Nobelpreisträger, Erfolgsautor und streitbarer Geist: Konrad Lorenz war der populärste Wissenschaftler unserer Zeit. Zu seinem 100. Geburtstag legen Klaus Taschwer und Benedikt Föger diese Biografie über ihn vor, basierend auf bisher unbekanntem Material aus privaten und öffentlichen Archiven.

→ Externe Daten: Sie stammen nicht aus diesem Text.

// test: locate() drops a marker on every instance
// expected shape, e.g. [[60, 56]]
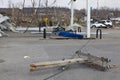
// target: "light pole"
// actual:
[[88, 18], [72, 15]]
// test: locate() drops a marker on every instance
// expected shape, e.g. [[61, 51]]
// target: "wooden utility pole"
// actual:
[[50, 64]]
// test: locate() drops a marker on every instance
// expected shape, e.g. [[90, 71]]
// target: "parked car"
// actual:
[[108, 23], [102, 24], [97, 25]]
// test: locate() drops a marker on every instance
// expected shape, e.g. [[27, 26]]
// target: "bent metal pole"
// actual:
[[88, 18]]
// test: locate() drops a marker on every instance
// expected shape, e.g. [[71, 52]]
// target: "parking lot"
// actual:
[[14, 65]]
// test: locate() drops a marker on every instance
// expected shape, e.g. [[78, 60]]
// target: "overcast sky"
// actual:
[[64, 3]]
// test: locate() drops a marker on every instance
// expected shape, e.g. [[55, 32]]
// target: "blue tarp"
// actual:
[[71, 35]]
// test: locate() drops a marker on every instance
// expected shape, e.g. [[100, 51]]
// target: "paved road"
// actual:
[[13, 65]]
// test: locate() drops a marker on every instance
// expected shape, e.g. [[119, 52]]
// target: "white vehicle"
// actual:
[[97, 25], [108, 23]]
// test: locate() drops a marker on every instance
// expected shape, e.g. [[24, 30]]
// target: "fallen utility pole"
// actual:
[[50, 64], [89, 60]]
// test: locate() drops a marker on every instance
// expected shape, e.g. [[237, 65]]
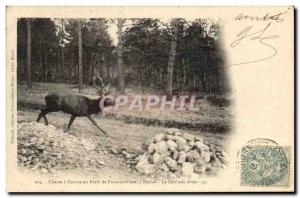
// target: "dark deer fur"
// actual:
[[76, 105]]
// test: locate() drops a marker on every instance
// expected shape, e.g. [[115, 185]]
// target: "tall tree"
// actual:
[[172, 53], [28, 79], [79, 56], [121, 68]]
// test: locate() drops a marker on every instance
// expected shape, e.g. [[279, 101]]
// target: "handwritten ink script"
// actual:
[[267, 17], [260, 36]]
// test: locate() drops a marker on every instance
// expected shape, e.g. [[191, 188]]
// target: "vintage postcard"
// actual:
[[150, 99]]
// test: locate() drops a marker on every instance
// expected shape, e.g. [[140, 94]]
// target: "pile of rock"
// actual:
[[176, 154], [48, 149]]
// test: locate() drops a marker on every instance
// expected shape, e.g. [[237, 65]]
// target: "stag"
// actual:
[[78, 105]]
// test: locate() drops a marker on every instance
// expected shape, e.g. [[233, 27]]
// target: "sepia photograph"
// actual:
[[150, 99], [147, 97]]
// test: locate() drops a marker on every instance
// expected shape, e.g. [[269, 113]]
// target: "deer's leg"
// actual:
[[94, 122], [71, 121]]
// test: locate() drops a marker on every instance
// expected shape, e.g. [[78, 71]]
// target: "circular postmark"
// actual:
[[263, 164]]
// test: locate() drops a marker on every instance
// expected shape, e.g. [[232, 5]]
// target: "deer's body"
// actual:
[[73, 104], [76, 105]]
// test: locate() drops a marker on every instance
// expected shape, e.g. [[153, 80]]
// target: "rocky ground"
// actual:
[[126, 149]]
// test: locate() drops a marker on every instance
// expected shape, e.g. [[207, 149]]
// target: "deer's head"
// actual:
[[103, 90]]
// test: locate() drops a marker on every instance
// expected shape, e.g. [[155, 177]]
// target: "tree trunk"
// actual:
[[79, 56], [121, 69], [58, 64], [28, 76], [71, 67], [45, 65], [91, 73], [40, 70], [171, 60], [62, 63]]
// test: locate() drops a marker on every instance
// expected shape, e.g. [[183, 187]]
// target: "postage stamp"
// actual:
[[265, 165]]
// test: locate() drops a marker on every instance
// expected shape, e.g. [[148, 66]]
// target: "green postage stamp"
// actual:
[[265, 165]]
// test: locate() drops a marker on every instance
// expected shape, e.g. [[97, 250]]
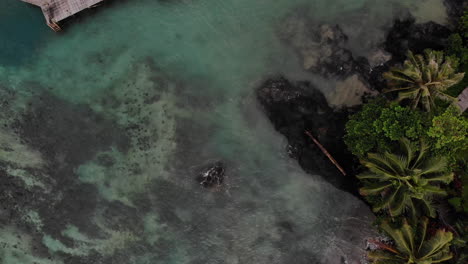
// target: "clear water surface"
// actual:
[[137, 96]]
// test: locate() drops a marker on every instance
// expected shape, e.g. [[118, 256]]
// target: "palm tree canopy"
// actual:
[[424, 78], [406, 181], [412, 245]]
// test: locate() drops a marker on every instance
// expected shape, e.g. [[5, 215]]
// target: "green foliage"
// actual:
[[396, 122], [412, 245], [422, 79], [361, 136], [376, 126], [405, 181], [458, 48], [460, 242], [449, 132]]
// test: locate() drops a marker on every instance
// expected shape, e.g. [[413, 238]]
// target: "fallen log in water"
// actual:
[[322, 148]]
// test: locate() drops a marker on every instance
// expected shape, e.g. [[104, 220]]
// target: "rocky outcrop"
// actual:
[[455, 10], [294, 108], [406, 35], [321, 48], [212, 175]]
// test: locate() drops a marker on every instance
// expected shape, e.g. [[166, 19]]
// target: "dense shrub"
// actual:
[[377, 125]]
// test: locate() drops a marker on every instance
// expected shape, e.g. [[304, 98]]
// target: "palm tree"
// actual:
[[406, 181], [424, 78], [412, 246]]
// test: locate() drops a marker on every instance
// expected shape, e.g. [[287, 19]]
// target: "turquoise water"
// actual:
[[137, 96]]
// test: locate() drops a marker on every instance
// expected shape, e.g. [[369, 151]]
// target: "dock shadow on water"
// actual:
[[105, 128]]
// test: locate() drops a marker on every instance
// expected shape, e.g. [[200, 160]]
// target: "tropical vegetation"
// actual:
[[424, 78], [413, 245], [414, 157], [405, 181]]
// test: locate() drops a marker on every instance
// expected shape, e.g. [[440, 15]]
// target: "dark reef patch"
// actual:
[[294, 108], [67, 135]]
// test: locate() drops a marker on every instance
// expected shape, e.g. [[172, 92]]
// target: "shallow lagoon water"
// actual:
[[109, 122]]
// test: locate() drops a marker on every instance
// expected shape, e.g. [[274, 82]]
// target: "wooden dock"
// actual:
[[58, 10]]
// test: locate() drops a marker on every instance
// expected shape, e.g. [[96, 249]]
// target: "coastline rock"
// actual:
[[212, 175], [321, 48], [294, 108], [349, 92], [406, 35], [455, 10]]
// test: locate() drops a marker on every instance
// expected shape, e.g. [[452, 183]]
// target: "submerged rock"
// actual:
[[212, 175], [406, 35], [321, 48], [294, 108], [455, 9]]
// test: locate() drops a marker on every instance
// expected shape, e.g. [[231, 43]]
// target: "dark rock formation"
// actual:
[[294, 108], [455, 10], [212, 175], [321, 48], [406, 35]]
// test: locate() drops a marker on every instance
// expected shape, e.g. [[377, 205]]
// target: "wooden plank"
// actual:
[[325, 151]]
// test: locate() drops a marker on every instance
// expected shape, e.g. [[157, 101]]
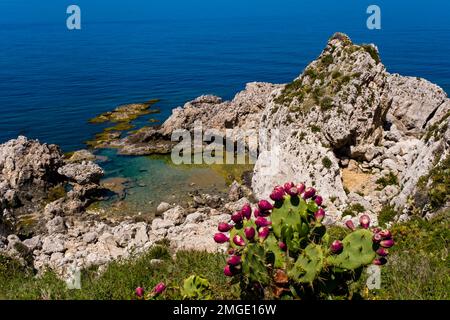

Rezensionsnotiz zu Süddeutsche Zeitung, 07.11.2003

Einen "Steinbruch von widersprüchlichen Zitaten und Quellen" haben die beiden Journalisten Klaus Taschwer und Benedikt Föger über Konrad Lorenz gesammelt, befindet Ulrich Kühne in seiner wohlwollenden Besprechung. Schließlich vermag das Buch doch den großen Verhaltensforscher äußerst facettenreich in Erscheinung treten zu lassen, wie der Rezensent anhand von zwei Beispielen verdeutlicht: So zeichne sein anbiedernder Aufnahmeantrag bei der NSDAP von 1938 "das Bild eines Opportunisten und rücksichtslos ehrgeizigen Karrieristen"; andererseits habe Lorenz 1973, nach Erhalt des Nobelpreises, die "Publicity für seine moralische Mission, als Mahner vor den destruktiven Kräften der Zivilisation, gegen Umweltzerstörung und Atomkraftwerke, genutzt". Allerdings hätten die beiden Autoren, die Ulrich Kühne zufolge bereits vor zwei Jahren ein erstes biografisches Werk zu Lorenz veröffentlicht haben, sich nicht wirklich um eine "Synthese" bemüht, sich demnach mit dem Sammlerdasein begnügt.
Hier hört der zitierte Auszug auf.